Priti Patel may take on Cameron on Brexit

Tuesday 09th February 2016 13:04 EST
 

Employment minister Priti Patel is giving some anxious moments in Downing Street as she is believed to be on the verge of becoming the first member of the cabinet to defy Prime Minister David Cameron and declare herself as a supporter of a Brexit.

She is understood to have demanded an urgent meeting with Cameron after he himself announced he would campaign for Britain to stay in the EU. 

Ms Patel has been privately clear that she is reluctant to compromise her anti-EU belief.

According to a report in the Daily Express, she has come under huge pressure from Chancellor George Osborne to stay silent in the referendum as she has been identified as a potential leadership rival who could unite the eurosceptics in the party once Cameron quits. 

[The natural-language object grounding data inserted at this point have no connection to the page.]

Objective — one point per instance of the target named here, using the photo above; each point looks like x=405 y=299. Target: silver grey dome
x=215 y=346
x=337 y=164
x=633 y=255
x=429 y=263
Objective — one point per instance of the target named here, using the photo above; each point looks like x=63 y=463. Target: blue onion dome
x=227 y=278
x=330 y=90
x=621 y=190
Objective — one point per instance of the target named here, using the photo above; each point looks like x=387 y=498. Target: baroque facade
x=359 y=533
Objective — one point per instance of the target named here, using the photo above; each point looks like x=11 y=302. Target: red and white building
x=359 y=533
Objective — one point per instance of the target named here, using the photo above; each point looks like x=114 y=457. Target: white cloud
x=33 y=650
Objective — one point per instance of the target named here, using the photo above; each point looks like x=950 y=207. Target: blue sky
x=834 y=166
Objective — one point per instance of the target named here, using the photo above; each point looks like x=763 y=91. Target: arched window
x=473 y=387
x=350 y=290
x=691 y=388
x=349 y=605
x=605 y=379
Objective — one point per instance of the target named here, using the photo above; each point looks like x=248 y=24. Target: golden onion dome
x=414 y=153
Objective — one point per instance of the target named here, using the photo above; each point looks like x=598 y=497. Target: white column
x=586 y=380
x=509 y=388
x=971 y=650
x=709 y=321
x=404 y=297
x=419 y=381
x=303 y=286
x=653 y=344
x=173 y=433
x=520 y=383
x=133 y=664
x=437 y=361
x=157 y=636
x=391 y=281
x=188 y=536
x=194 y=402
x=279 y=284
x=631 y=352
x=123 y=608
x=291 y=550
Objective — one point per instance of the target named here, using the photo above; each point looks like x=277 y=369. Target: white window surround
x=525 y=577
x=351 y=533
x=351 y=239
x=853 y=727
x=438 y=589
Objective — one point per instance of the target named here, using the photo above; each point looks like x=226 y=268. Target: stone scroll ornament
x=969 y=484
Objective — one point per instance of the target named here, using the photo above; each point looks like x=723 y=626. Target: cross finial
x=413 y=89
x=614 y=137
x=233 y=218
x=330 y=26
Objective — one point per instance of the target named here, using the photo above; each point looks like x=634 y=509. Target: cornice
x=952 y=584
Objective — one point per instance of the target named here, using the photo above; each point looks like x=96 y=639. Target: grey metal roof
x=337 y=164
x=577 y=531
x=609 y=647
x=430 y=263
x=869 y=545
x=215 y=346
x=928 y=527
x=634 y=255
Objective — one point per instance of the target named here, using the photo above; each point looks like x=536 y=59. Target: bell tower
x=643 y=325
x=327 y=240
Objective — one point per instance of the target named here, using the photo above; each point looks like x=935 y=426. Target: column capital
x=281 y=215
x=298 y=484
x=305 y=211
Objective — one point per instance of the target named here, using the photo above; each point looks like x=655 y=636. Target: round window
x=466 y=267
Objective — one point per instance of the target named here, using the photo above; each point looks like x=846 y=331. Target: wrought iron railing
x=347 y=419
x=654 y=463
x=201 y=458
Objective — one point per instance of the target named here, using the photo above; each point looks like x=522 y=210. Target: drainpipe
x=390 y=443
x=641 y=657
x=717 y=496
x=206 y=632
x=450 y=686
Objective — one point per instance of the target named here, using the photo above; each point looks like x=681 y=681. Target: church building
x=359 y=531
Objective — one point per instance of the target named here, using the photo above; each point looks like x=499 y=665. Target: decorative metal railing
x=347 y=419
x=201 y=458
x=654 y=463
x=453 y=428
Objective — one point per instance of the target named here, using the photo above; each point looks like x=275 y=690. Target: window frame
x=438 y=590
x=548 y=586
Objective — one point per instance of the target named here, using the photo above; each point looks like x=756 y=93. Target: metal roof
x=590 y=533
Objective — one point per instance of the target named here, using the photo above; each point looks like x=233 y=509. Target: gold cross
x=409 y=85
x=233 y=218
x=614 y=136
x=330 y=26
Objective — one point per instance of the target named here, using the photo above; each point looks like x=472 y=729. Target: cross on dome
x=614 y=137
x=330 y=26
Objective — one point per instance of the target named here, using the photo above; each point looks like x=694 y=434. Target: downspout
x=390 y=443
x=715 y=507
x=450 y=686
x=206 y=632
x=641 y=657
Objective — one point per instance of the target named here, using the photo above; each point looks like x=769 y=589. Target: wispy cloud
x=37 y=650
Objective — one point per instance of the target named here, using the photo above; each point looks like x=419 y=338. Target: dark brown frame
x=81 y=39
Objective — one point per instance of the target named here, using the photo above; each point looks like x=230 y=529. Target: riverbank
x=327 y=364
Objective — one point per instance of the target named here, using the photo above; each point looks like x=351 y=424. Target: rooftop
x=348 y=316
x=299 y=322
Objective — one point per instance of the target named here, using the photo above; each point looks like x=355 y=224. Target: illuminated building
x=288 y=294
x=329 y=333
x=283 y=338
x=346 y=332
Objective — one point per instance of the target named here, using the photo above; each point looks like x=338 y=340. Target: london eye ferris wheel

A Tory source, according to the Daily Express report, said: “It seems she has been told by George (Osborne) that if she campaigns for Brexit he will make sure she does not get a good job when he becomes Prime Minister.” 

But he added: “The problem for him is that Priti would be an ideal face for the campaign because the most undecided voters are women and she is a departure from old white men.” 

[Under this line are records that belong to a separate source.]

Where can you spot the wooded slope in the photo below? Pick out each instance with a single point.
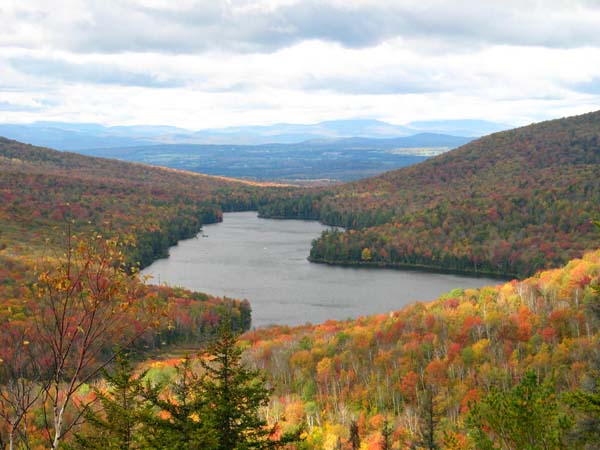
(434, 361)
(507, 204)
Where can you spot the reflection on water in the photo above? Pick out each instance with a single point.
(264, 261)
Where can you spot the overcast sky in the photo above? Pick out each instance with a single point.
(200, 64)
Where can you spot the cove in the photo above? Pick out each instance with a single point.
(264, 261)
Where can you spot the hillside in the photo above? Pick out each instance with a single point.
(424, 367)
(42, 189)
(50, 198)
(506, 204)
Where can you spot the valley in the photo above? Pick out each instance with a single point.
(265, 261)
(514, 203)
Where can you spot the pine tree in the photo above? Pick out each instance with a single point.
(354, 435)
(235, 394)
(117, 423)
(178, 420)
(526, 417)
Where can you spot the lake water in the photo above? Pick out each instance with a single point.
(264, 260)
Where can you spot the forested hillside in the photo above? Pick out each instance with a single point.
(73, 232)
(412, 378)
(42, 189)
(507, 204)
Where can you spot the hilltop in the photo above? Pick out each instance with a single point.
(42, 189)
(507, 204)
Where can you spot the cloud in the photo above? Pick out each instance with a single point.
(214, 63)
(96, 73)
(588, 87)
(265, 26)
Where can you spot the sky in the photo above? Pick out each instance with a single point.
(210, 64)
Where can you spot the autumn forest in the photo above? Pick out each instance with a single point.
(93, 356)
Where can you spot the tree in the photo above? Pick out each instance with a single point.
(354, 435)
(525, 417)
(235, 394)
(20, 386)
(586, 400)
(386, 435)
(116, 425)
(178, 418)
(81, 304)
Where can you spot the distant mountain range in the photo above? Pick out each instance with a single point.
(318, 159)
(83, 136)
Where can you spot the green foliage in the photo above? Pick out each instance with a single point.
(527, 417)
(508, 204)
(117, 422)
(178, 420)
(236, 393)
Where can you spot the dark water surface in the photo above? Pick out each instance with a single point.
(264, 260)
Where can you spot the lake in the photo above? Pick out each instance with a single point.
(264, 261)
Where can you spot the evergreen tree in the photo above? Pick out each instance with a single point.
(178, 420)
(235, 394)
(354, 435)
(525, 418)
(386, 435)
(117, 423)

With Home Secretary Theresa May and London Mayor Boris Johnson both indicating that they will back the Remain campaign, eurosceptics are looking for a senior figure to lead the campaign and then potentially become a Tory leadership contender. 

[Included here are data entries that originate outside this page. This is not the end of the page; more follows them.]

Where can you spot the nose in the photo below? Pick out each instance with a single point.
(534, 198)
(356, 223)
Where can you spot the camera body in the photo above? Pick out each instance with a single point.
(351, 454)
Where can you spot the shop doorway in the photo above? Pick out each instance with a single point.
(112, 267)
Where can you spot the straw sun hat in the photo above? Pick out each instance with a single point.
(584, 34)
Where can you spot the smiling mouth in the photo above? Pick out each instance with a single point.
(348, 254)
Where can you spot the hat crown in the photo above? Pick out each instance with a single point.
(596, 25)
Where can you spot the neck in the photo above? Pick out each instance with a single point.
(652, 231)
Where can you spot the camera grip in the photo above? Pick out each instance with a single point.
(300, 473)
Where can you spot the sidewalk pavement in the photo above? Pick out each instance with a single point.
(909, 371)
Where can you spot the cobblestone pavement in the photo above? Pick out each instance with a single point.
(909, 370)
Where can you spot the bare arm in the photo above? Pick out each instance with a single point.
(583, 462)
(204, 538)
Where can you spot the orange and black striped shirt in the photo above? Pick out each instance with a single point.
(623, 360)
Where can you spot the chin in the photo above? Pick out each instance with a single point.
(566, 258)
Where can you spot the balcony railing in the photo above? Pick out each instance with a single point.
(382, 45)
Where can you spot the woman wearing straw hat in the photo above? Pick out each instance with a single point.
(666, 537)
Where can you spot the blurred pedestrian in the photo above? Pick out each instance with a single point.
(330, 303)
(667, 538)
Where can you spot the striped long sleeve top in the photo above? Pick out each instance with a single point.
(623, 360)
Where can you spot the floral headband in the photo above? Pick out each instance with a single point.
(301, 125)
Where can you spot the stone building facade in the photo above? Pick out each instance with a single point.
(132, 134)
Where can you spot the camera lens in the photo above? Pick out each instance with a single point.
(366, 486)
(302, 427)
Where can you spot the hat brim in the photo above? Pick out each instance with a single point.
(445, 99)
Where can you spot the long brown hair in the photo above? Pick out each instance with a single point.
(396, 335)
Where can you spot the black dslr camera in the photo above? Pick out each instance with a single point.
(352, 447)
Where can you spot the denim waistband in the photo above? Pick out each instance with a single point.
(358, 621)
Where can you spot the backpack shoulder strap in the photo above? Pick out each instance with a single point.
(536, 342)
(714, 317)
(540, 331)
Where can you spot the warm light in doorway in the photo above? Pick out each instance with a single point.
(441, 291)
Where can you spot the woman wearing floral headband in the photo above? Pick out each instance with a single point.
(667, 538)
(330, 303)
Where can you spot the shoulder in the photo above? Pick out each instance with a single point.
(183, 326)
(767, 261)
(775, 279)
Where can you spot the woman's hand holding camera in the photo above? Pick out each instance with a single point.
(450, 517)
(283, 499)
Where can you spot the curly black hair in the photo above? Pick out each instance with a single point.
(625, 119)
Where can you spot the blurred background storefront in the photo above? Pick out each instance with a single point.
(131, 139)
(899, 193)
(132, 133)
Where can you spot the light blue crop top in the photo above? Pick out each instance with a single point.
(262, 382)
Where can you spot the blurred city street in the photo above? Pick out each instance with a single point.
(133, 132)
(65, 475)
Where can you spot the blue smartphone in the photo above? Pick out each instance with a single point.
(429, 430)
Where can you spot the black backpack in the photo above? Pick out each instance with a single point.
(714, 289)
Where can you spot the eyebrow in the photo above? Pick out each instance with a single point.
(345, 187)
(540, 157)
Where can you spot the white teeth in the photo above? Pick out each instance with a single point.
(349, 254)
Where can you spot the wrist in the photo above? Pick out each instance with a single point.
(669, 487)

Ms Patel is being urged by fellow MPs who believe she would be the perfect figurehead for the group to join the Out campaign.

Meanwhile, the Government said that a British EU exit could mean thousands of refugees landing on Britain’s shores “overnight”.

A “Brexit” could undermine a Franco-British bilateral agreement that allows Britain to carry out border checks on French soil, stopping many refugees and other migrants, a spokesman of Cameron said.

“Should Britain leave the EU there’s no guarantee those controls would remain in place,” Cameron’s spokesman told reporters at a daily briefing on Monday.